# Notebook 3: Evaluation with Ragas


Leveraging a strong LLM for reference-free evaluation is an upcoming solution that has shown a lot of promise. They correlate better with human judgment than traditional metrics and also require less human annotation. Papers like G-Eval have experimented with this and given promising results but there are certain shortcomings too.

LLM prefers their own outputs and when asked to compare between different outputs the relative position of those outputs matters more. LLMs can also have a bias toward a value when asked to score given a range and they also prefer longer responses.
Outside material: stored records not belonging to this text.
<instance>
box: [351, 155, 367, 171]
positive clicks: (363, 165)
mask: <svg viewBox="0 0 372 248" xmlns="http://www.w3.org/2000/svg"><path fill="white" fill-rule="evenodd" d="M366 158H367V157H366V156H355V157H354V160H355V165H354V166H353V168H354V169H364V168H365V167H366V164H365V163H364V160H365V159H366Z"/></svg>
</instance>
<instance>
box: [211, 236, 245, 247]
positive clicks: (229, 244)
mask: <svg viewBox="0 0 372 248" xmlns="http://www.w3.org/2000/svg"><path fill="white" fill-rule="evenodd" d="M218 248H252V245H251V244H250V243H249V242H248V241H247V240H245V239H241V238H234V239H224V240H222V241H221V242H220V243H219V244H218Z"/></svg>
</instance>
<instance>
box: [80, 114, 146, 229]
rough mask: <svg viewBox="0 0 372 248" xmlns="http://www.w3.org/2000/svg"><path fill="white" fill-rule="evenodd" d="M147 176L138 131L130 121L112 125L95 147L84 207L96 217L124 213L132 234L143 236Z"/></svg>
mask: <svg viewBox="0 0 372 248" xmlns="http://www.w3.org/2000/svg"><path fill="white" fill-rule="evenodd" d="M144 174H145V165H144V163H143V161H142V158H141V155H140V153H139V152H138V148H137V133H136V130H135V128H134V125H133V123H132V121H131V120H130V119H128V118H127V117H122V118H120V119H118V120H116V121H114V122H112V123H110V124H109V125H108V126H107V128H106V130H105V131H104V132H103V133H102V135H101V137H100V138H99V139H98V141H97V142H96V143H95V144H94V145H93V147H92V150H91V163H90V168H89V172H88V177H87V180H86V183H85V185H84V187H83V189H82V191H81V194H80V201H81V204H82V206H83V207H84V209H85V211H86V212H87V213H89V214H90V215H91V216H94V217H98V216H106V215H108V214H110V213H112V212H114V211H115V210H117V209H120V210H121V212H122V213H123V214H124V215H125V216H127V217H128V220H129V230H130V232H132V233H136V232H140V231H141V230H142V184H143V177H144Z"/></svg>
[Ragas](https://docs.ragas.io/en/latest/) aims to work around these limitations of using LLMs to evaluate your QA pipelines while also providing actionable metrics using as little annotated data as possible, cheaper, and faster.

In this notebook, we will use NVIDIA AI playground's  Llama 70B LLM as a judge and eval model. **NVIDIA AI Playground** on NGC allows developers to experience state of the art LLMs accelerated on NVIDIA DGX Cloud with NVIDIA TensorRT nd Triton Inference Server. Developers get **free credits for 10K requests** to any of the available models. Sign up process is easy. Follow the instructions [here.](../docs/rag/aiplayground.md)

### Step 1: Set NVIDIA AI Playground API key

In [None]:
import os
os.environ['NVIDIA_API_KEY'] = "nvapi-*"

In [None]:
from langchain_nvidia_ai_endpoints import ChatNVIDIA, NVIDIAEmbeddings
llm = ChatNVIDIA(
    model="meta/llama3-70b-instruct",
    temperature=0.2,
    max_tokens=300,
)
embeddings = NVIDIAEmbeddings(model="ai-embed-qa-4", model_type="passage")

### Bring your own LLMs¶
Ragas uses langchain under the hood for connecting to LLMs for metrices that require them. This means you can swap out the default LLM (gpt-3.5) with llama3 70B from API catalog.

In [None]:
from ragas.llms import LangchainLLMWrapper
from ragas.embeddings import LangchainEmbeddingsWrapper
nvpl_llm = LangchainLLMWrapper(langchain_llm=llm)
nvpl_embeddings = LangchainEmbeddingsWrapper(embeddings)

### Step 2: Import Eval Data and Reformat It

In [None]:
import json
with open('eval.json', 'r') as file:
    json_data = json.load(file)

In [None]:
eval_questions = []
eval_answers = []
ground_truths = []
vdb_contexts = []
counter = 0
for entry in json_data:
    eval_questions.append(entry["question"])
    eval_answers.append(entry["answer"])
    vdb_contexts.append(entry["contexts"])
    ground_truths.append([entry["gt_answer"]])

In [None]:
data_samples = {
    'question': eval_questions,
    'answer': eval_answers,
    'contexts' : vdb_contexts,
    'ground_truths': ground_truths
}

In [None]:
from ragas import evaluate
from datasets import Dataset

dataset = Dataset.from_dict(data_samples)

In [None]:
from ragas.metrics import faithfulness, answer_relevancy, context_precision, context_recall
evaluate(dataset, llm=nvpl_llm, embeddings=nvpl_embeddings, metrics=[faithfulness, answer_relevancy, context_precision, context_recall])

### Step 3: View and Interpret Results

A Ragas score is comprised of the following:
![ragas](imgs/ragas.png)

#### Metrics explained 
1. **Faithfulness**: measures the factual accuracy of the generated answer with the context provided. This is done in 2 steps. First, given a question and generated answer, Ragas uses an LLM to figure out the statements that the generated answer makes. This gives a list of statements whose validity we have we have to check. In step 2, given the list of statements and the context returned, Ragas uses an LLM to check if the statements provided are supported by the context. The number of correct statements is summed up and divided by the total number of statements in the generated answer to obtain the score for a given example.
   
2. **Answer Relevancy**: measures how relevant and to the point the answer is to the question. For a given generated answer Ragas uses an LLM to find out the probable questions that the generated answer would be an answer to and computes similarity to the actual question asked.
   
3. **Context Precision**: measures the precision of the retrieved context in providing relevant information for generating answer. Given a question, answer and retrieved context, Ragas calls LLM to check sentences from the ground truth answer against a retrieved context. It is the ratio between the relevant sentences from retrieved context and the total sentence from ground truth answer.

4. **Context Recall**: measures the ability of the retriever to retrieve all the necessary information needed to answer the question. Ragas calculates this by using the provided ground_truth answer and using an LLM to check if each statement from it can be found in the retrieved context. If it is not found that means the retriever was not able to retrieve the information needed to support that statement.